MaartenGr / BERTopic_evaluation

Code and experiments for *BERTopic: Neural topic modeling with a class-based TF-IDF procedure*
MIT License
65 stars 32 forks source link

replacing new line characters #10

Open ptear opened 1 year ago

ptear commented 1 year ago

Hi Maarten,

I was just wondering what the reason is for following a different procedure for replacing \n characters with the UN dataset versus the Trump dataset https://github.com/MaartenGr/BERTopic_evaluation/blob/main/evaluation/data.py#L227.

I guess it has something to do with the longer length of the UN documents, being from debates as opposed to short form tweets. But what benefit does indicating new paragraphs with \p have compared to just a space?

Thanks for your efforts on BERTopic.

MaartenGr commented 1 year ago

It has been a while since I created that specific code but I remember there were issues with parsing that specific dataset which needed to have \n characters removed. It might also indeed be related to the length of the documents since sentence-transformers as a backend was used here.

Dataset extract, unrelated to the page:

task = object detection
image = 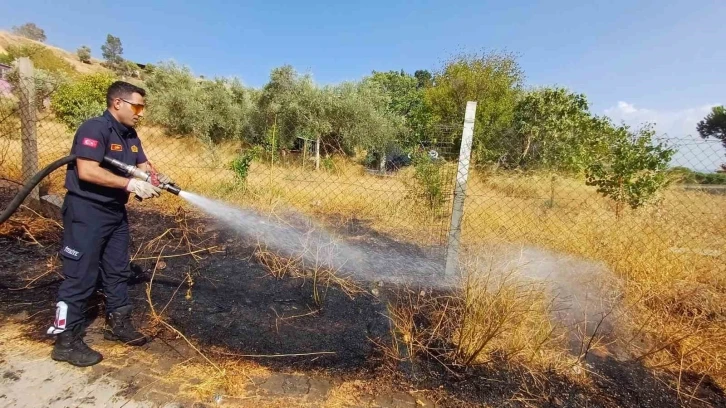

I should note though that BERTopic has improved considerably since this was written. Using BERTopic together with MMR, KeyBERTInspired, or PartOfSpeech generally improves coherence scores quite a bit. So if you are looking to reproduce the results, it might be interesting to see what happens when you use one or more of the above representation models.

Using a generative LLM is especially interesting/fun but that does not allow for evaluation with coherence-like measures.